Nel cuore di Napoli, una nuova era del crimine si fa strada, e gli storici conflitti tra clan sembrano svanire di fronte alla promessa di guadagni facili. I Mazzarella e i Licciardi, due pilastri della camorra, si troverebbero a dover collaborare, un cambiamento che potrebbe segnare un punto di non ritorno nella guerra sotterranea per il controllo del territorio e delle informazioni.
Quando Ciro Mazzarella si rende conto che il futuro del crimine non risiede più solo nell’estorsione, ma nel traffico di dati, sa di dover allargare gli orizzonti. Le frodi bancarie diventano il nuovo Eldorado, e la chiave per accedervi è custodita dalla Masseria Cardone, roccaforte dei Licciardi. Gli scambi tra i clan richiedono un’attenzione meticolosa e una pianificazione scrupolosa. La cautela è d’obbligo.
“Dobbiamo fare le cose per bene,” afferma un riservato ufficiale delle forze dell’ordine, consapevole di cosa potrebbe significare questo incontro. Ciro invia i suoi emissari, tra cui il genero Aniello Evangelista, in un contesto ostile per raggiungere Antonio Licciardi. Un incontro che potrebbe riscrivere le regole del gioco.
Il summit si tiene in una serata apparentemente qualunque, ma il peso delle 900 pagine dell’ordinanza cautelare che ha portato in carcere dodici esponenti dell’organizzazione incombe su tutti. Attorno a un tavolo, Ciro e i suoi compagni discutono accordi intricati e strategie commerciali. In queste stanze, tra un sorso di vino e un sorriso forzato, si gioca un futuro fatto di carte di credito rubate e dati sensibili.
“Dovevamo prenderne cinquanta,” racconta Evangelista, reduce dall’incontro con Gennaro Cuomo, il faccendiere dei Licciardi, “ma mi ha costretto ad acquistare un pacchetto da novanta.” Scambiano promesse e piani mentre i microfoni delle forze dell’ordine registrano ogni mossa. Un pacchetto dal valore totale di 9.000 euro viene meticolosamente organizzato, un affare che sta per decollare nel cuore nevralgico della malavita.

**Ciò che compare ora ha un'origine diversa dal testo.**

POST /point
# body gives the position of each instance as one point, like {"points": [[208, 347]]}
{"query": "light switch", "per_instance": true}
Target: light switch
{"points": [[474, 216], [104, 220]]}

Cuomo, ignaro della vera identità dei suoi interlocutori, si mostra accomodante, ma il rischio è in agguato. “Se avesse saputo che stavamo trattando con i Mazzarella, avrebbe fatto saltare tutto,” ammette un investigatore, preoccupato per l’instabilità che nasconde questa alleanza. Tuttavia, il gioco è lanciato.
La criminalità napoletana sta cambiando, e una nuova geopolitica si profila all’orizzonte. “Tutti apparteniamo a Licciardi, ai Contini e ai Mazzarella,” riconosce Ciro con una rassegnazione che suona come una sentenza. La camorra, in un modo o nell’altro, si rimodella, e gli equilibri di potere cambiano in favore di un affare sempre più globale.
Cosa ci riserva il futuro? La domanda rimane aperta, mentre i protagonisti di questa tela invisibile continuano a muoversi nell’ombra. Napoli, ancora una volta, si trova a un bivio, e ogni movimento potrebbe essere l’ultimo.